By SOPHIA TIMKO
Despite the many efforts we make to eat healthy and obtain all recommended nutrients, new research suggests that we are not the only ones in charge of our health. Prof. Angela Douglas, entomology and molecular biology and genetics, thinks there may be microorganisms in animals’ digestive tracts that can influence nutrient acquisition and allocation.
In order to investigate this theory, Douglas’ research team studied the effects of microbiota, or readily culturable bacteria, on the digestive systems of Drosophila, commonly known as fruit flies.
A technological breakthrough in genome sequencing techniques allowed Douglas’ team to move from studying one-microbial interactions to more complex interactions. This new technique made it possible to identify and count the microorganisms in the digestive tract and determine their capabilities.
“If you want to study how microorganisms interact with a host, you have to, in a sense, tear the association apart,” Douglas said. “ You have to get the isolated microorganisms and germ-free animal and put them back together again.”
To obtain germ-free animals, Douglas’ team put each drosophila egg into household bleach which dissolved away the eggshell, leaving an intact embryo.
The embryo then was transferred into a container of sterile food, so that the flies would continue to be raised in a germ-free environment. These germ-free flies were then compared to flies raised in a natural environment, whose guts contained microbiota.

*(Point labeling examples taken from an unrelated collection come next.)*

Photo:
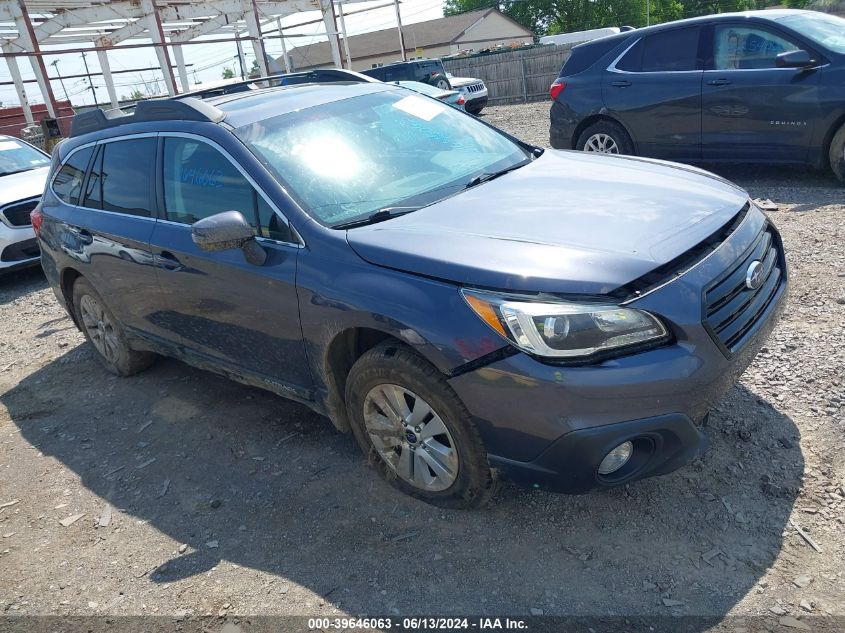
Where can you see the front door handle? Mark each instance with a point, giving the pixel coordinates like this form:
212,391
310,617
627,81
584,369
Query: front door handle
168,261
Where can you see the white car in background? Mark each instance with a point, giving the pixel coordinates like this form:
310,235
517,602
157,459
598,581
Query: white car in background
23,172
474,91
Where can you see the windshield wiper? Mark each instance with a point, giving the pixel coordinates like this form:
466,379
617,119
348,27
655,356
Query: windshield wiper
377,216
488,176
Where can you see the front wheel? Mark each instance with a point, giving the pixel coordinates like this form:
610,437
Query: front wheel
605,137
837,154
104,333
415,430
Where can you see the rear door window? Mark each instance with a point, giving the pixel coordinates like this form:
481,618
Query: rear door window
121,176
67,184
747,48
667,51
200,182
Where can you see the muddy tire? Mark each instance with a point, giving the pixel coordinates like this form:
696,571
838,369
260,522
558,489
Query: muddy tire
837,154
605,137
414,429
104,333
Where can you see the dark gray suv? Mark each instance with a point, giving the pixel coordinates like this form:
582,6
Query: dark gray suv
761,86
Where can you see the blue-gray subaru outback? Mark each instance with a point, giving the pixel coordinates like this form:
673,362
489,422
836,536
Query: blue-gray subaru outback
470,306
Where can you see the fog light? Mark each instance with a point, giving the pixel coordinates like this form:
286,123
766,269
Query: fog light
616,458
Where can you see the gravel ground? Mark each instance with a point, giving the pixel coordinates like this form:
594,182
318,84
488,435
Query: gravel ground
177,492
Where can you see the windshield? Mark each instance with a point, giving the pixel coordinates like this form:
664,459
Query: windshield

Douglas found a dramatic difference between the animals exposed to bacteria and the germ-free animals. Although the animals weighed the same amount, the germ-free animals were fat. They contained a higher lipid content and had higher levels of circulating glucose. Douglas said she was surprised to find that the higher lipid content was not a result of increased eating; instead, it was instead due to hypophagia, or reduced feeding, in the germ-free flies.
“It was quite clear that the microbiota were influencing how nutrient allocation decisions were made,” Douglas said.
According to Douglas, although the exact mechanism by which microorganisms and their host animals interact is unknown, it was evident that the microbiota were modulating signaling networks in nutrient allocations in the flies’ bodies.
Nevertheless, Douglas said that these results were not the same for all of the flies that were researched. Providing different lines of flies with bacteria had a different effect depending on the genotype of each organism.
“I think this is telling us very clearly that microorganisms are interacting with the genetic makeup of these flies,” Douglas said. “You can’t predict the phenotype of the animal on the basis of its genotype alone. It’s [phenotype] is also influenced by its interactions with the microorganisms and other environmental factors.”
At the moment, Douglas is investigating which genes are important. Despite humans’ higher body temperature and anoxic, or low-oxygen, digestive system, the simple system in Drosophila can serve as a model to study interactions and to understand how the presence of microorganisms can influence human health, according to Douglas.
According to Douglas, there is a lot of interest regarding how microorganisms in humans’ digestive tracts influence health and propensity for obesity. She said that other studies have indicated that people of different body mass indices can have different compositions of microbiota inside their digestive systems. Douglas is starting to conclude from her data that resident microbiota interact to shape how fat or lean humans are.
“If our data on these fruit flies are relevant to humans, it may be that a therapeutic combination of a particular bacteria may help many people become leaner, but actually may have the reverse effect on people of certain genetic makeups. We need to be careful in the therapeutic use of these microbial concoctions,” Douglas said.